Muni d’un ticket de seconde, il monta dans une rame de première classe. Mince, vingt-huit ans, les cheveux mi-longs assez raides, il laissait traîner à la surface des choses un sourire lunaire qui jurait avec l’impassibilité de ses yeux délavés, d’un gris bleuté au charme tempéré d’or, à l’expression à la fois sagace et indifférente. Maurice Bernard Ferrand, dit Mauber. Mauber vivait en infraction. Il saisit une barre verticale à pleine main et sa tête seule pivota avec régularité tandis qu’il examinait les voyageurs qui venaient de monter derrière lui. Une fille laide comme un cul de singe, furtive à en lire du Denuzières, un grand blackie à veste de trappeur, à la peau bleutée et aux yeux rougeoyants qui larmoyaient sans cesse, un bonnet de laine enfoncé sur le crâne comme Mingus, une autre fille en jean et baskets, avec de très gros seins à peine contenus dans un débardeur mauve. Un mec filiforme avec des dents de lapin et un carton à dessins.
Aussitôt après le klaxon, la rame démarra et prit de la vitesse.
La fille aux gros seins jura entre ses dents, secoua la tête et regarda Mauber.
— Quel con, hein, ce conducteur ?
— Peut-être qu’il a un rencart, sourit le jeune homme.

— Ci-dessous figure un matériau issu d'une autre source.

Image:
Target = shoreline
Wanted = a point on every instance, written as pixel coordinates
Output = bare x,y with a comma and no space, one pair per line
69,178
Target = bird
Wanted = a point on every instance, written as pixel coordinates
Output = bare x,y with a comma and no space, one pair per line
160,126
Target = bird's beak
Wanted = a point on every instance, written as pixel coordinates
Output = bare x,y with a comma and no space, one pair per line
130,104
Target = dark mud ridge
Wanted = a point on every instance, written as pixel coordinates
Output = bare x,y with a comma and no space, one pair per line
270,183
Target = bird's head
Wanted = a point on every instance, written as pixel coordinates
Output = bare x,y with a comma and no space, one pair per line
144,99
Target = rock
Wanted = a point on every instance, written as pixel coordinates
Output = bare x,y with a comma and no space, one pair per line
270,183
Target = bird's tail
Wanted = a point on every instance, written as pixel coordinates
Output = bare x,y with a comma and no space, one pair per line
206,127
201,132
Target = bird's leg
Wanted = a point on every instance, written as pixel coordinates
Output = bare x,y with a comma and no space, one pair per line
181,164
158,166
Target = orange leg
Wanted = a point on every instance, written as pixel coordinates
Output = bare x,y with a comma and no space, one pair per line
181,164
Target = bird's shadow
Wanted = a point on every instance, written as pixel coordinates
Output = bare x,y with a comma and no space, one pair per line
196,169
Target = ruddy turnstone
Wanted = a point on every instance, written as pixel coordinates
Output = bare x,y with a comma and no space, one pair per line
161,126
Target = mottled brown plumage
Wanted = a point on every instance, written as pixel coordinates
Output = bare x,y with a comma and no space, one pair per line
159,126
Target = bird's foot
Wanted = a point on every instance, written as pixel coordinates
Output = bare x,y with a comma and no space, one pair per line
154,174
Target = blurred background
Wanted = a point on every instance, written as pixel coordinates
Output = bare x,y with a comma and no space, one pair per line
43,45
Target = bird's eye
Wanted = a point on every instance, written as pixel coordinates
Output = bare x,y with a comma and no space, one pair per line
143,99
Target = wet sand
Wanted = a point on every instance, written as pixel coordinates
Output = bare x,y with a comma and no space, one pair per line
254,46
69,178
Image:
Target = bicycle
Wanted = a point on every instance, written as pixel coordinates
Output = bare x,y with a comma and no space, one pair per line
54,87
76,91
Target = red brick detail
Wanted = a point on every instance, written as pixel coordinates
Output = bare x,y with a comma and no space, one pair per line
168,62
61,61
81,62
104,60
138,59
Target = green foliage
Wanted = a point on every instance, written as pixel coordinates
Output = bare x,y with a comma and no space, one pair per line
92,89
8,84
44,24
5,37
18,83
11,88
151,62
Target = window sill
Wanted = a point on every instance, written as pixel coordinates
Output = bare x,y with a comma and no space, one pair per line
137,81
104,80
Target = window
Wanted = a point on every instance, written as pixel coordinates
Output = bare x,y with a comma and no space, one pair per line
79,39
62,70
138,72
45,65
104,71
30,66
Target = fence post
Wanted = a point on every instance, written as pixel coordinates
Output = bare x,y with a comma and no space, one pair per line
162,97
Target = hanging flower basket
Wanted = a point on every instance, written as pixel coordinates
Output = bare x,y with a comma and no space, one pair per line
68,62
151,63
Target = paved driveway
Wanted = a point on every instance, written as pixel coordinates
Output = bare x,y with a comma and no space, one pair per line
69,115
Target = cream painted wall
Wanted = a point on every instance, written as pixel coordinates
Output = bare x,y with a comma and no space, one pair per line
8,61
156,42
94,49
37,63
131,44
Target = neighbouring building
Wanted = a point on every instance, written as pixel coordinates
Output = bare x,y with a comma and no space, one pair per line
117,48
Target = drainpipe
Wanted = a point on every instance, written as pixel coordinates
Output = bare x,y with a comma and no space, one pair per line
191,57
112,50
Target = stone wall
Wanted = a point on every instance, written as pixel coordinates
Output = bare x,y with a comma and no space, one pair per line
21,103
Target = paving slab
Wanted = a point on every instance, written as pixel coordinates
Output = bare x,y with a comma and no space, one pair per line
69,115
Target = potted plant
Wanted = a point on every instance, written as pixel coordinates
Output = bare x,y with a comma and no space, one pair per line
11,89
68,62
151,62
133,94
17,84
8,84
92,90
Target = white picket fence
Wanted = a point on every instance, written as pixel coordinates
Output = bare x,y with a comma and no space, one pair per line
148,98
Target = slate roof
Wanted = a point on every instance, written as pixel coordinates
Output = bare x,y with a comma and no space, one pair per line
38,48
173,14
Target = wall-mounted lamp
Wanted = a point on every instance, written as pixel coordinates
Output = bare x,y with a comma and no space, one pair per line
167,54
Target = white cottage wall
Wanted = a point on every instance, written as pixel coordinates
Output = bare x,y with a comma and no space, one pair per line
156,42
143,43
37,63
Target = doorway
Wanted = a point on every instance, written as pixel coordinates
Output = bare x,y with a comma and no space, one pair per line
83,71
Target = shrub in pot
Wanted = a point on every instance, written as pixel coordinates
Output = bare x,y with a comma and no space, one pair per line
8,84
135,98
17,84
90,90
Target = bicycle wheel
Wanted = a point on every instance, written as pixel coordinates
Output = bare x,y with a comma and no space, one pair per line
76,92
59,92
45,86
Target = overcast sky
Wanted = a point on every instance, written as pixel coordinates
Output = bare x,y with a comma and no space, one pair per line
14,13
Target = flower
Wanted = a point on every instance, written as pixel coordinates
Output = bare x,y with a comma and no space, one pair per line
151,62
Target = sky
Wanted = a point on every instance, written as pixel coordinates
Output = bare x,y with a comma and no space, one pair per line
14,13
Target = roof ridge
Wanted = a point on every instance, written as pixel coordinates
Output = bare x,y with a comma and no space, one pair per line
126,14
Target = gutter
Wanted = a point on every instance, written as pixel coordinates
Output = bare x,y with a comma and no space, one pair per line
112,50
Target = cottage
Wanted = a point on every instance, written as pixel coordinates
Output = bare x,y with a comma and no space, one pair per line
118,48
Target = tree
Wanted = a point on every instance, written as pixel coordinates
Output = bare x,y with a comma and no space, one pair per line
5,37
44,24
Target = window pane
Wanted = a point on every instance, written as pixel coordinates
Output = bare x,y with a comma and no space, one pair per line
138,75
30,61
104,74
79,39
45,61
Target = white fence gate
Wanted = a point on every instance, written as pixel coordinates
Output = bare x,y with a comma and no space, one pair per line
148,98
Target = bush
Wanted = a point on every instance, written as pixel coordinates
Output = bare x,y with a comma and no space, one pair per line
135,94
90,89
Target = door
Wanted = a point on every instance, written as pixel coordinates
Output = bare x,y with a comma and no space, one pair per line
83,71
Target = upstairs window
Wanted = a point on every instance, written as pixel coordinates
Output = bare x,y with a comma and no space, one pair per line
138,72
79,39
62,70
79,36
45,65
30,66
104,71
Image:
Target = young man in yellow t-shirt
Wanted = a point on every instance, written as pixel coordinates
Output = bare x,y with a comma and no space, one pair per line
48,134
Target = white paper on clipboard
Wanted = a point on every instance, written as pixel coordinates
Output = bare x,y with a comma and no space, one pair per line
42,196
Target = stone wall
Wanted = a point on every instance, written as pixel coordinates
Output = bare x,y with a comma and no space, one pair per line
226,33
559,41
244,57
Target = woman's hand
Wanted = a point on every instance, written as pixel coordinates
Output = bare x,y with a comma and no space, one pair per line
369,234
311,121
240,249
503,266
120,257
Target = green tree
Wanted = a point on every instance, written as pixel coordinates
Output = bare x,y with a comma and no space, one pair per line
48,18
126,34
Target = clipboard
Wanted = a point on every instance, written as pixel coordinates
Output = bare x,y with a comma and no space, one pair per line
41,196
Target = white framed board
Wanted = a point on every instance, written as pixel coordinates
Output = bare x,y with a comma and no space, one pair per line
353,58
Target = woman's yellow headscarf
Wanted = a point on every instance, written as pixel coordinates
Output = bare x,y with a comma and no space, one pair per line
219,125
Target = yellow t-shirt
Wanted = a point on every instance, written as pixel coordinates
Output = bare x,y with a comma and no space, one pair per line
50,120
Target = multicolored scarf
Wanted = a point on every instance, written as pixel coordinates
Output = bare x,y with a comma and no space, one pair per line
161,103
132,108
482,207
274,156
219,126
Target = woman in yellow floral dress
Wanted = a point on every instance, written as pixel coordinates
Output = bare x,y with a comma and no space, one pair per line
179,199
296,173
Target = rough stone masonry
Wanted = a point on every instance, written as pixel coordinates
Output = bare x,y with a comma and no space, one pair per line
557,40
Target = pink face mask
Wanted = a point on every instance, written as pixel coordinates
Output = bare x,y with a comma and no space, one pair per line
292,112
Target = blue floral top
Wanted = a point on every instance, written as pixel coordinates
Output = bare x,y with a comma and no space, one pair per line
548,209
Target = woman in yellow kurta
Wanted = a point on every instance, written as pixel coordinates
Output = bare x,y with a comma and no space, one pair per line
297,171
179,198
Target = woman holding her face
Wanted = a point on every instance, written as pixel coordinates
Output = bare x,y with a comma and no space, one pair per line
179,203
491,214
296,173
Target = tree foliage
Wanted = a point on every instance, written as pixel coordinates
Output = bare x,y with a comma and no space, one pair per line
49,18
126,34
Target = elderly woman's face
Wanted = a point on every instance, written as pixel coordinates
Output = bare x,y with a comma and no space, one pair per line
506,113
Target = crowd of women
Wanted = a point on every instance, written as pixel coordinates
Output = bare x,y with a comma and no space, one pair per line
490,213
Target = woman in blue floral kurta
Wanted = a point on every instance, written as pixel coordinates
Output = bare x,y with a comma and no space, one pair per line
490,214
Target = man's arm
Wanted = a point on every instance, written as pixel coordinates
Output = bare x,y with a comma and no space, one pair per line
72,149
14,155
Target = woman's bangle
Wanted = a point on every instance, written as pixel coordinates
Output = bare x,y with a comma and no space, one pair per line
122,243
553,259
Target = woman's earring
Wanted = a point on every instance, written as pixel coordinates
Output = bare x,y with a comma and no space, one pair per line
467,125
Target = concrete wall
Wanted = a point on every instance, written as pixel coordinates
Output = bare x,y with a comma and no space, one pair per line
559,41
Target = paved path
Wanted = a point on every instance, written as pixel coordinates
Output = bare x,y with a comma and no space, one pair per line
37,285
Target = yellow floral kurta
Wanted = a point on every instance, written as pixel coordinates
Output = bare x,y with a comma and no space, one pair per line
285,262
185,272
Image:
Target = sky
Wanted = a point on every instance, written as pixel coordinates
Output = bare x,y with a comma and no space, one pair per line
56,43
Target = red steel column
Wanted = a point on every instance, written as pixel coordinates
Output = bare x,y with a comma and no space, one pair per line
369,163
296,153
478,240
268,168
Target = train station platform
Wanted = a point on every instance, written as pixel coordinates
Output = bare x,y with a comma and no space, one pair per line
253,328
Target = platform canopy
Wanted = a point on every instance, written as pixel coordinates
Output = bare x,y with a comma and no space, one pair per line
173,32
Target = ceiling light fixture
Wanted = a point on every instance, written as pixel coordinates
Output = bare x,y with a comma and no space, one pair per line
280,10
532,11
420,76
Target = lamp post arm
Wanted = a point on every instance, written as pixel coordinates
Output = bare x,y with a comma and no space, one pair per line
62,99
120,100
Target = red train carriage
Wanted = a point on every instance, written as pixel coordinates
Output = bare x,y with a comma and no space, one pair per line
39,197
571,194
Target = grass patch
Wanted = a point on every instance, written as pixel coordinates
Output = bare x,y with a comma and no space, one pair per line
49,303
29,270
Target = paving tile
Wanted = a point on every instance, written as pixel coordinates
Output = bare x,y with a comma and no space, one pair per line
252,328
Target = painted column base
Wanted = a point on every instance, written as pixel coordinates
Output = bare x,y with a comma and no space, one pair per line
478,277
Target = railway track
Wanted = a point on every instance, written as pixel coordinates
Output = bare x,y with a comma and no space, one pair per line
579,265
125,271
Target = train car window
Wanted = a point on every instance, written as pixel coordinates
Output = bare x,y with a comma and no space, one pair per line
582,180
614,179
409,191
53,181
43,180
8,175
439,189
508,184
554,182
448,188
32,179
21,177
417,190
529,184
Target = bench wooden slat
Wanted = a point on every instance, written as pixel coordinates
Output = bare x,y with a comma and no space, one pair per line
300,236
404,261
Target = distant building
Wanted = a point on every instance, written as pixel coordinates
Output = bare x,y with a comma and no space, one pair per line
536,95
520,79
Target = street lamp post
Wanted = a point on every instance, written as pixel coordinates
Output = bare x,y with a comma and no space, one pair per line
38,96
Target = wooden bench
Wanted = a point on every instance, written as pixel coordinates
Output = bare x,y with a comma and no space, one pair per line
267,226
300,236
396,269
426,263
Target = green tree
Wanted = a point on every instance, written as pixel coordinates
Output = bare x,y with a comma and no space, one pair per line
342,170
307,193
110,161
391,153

— C’est pas une raison, merde : on dirait qu’il le fait exprès, vous trouvez pas ?
— Non, dit Mauber.
— Je crois pas à ces conneries de rencart. (Elle serra le sac contre elle. Elle paraissait vraiment contrariée, ou parfaitement gourde.) Je crois plutôt que c’est un de ces fonctionnaires de merde qui sabotent le boulot. (Elle braqua presque à bout touchant les deux yeux à la fois sur le visage du jeune homme.) Qu’est-ce que vous pensez des fonctionnaires ?
— Rien, soupira Mauber.
— Oui, bon…
Elle soupira à son tour. Elle n’était pas laide du tout. Les épaules un peu larges, peut-être, un dos musclé, le reste, derrière… Mauber se fendit de son sourire négligent. Il vivait en infraction, il avait les flics aux fesses, mais ça ne l’empêchait pas d’exister. Au juste, il ne savait pas trop s’il s’agissait des flics. Il connaissait des types au commissariat et à la B.T., et ils ressemblaient à ceux qui le suivaient, c’est-à-dire à n’importe qui. La fille n’avait pas l’air d’un flic. Les flics non plus n’avaient pas l’air de flics. Il ne se sentait pas vraiment inquiet, mais intrigué, oui. Jamais tombé. Jamais interpellé. Parcours sans faute. Mauber vivait seul, il n’avait pas beaucoup de besoins et aucune passion. Il se prétendait publiciste, sans trop d’ostentation ni une conviction exagérée. Il vivait : c’était déjà pas mal.